Solution. To find the equation of a line, we need two ingredients: slope and $y$-intercept or slope and a point. We already know a point. We know that the line must pass through $(2,4)$. So all we need to find is its slope $m$. From algebra, we know that the equation of a line passing through $(2,4)$ with slope $m$ is given by $y-4=m(x-2)$ or $y=mx-2m+4$. Since $y=x^2$ and $y=mx-2m+4$ meet exactly at one point, the quadratic equation $x^2=mx-2m+4$ or $x^2-mx+2m-4=0$ must have exactly one solution. We have learned from the theory of quadratic equations that in that case the discriminant $D=b^2-4ac$ must be equal to $0$. That is, in our case $$D=m^2-4(2m-4)=m^2-8m+16=(m-4)^2=0.$$ Hence we determine that $m=4$ and the equation of the tangent line is $y=4x-4$.

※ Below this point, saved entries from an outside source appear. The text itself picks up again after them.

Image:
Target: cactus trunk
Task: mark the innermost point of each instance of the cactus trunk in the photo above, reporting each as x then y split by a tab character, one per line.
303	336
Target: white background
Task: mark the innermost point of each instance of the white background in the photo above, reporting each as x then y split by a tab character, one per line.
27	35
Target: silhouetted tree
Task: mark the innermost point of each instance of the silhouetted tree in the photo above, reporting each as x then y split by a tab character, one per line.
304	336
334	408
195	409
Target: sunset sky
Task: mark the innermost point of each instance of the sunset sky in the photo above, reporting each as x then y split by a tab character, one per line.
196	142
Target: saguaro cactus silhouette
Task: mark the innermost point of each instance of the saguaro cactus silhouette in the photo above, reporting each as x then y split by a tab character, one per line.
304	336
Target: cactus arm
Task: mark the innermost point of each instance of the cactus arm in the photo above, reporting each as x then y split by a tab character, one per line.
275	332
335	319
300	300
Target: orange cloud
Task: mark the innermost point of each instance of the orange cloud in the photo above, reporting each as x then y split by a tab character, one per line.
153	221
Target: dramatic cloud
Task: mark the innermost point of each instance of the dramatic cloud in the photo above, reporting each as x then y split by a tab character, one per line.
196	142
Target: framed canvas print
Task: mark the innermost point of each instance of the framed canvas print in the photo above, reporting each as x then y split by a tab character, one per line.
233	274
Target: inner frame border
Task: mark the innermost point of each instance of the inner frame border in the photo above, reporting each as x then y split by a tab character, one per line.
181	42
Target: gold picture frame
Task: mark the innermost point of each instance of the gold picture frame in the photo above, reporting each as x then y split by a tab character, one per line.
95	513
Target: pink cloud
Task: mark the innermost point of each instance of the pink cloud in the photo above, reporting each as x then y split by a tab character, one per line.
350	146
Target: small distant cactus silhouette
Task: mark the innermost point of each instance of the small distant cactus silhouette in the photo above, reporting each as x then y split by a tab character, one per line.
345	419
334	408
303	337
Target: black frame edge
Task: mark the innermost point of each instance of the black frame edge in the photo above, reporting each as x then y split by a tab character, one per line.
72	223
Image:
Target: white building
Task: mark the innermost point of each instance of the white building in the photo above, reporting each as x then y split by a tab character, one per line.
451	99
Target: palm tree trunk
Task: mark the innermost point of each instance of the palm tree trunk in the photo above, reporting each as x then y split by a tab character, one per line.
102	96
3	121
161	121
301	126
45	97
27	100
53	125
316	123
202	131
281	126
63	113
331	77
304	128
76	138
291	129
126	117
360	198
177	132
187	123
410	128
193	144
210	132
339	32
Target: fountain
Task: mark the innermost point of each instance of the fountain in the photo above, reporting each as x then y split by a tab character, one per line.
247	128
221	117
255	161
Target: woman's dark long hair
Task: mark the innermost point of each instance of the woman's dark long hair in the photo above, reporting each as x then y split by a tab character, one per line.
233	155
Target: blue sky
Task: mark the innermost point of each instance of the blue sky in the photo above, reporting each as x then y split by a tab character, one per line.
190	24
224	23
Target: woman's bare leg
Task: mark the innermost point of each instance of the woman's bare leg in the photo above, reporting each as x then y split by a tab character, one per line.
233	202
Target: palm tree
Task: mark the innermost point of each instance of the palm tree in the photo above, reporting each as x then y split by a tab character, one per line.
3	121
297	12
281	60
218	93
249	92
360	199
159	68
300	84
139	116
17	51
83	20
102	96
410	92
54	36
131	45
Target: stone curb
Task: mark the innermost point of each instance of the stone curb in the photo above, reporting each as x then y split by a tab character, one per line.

So we see that finding the slope of a tangent line is not that difficult and that it does not require any new mathematics, or does it? Remember that we have not yet tackled our problem in general context. Before we get more ambitious, consider another example with a more complicated function, say $y=x^5$. Let us say that we want to find the line tangent to the graph of $y=x^5$ at $x=1$. Then the equation of the tangent line would be $y=mx-m+1$. In order for $y=x^5$ and the line $y=mx-m+1$ to meet exactly at one point, the quintic equation $x^5-mx+m-1=0$ must have exactly one solution. Our problem here is that we have no algebraic means, such as quadratic formula or discriminant, to use to determine the value of $m$. We are stuck here and there is no hope of tackling our simple geometry problem using only algebra. That is the reason why we have to cleverly devise a new way to tackle the problem. This is where we enter the realm of Calculus. The new idea to tackle the problem is not really new and it was already used by the ancient Greeks. And the world had to wait until it was rediscovered independently by Sir Issac Newton and by Gottfried Leibniz. I do not know if any of them actually knew about the ancient Greek idea.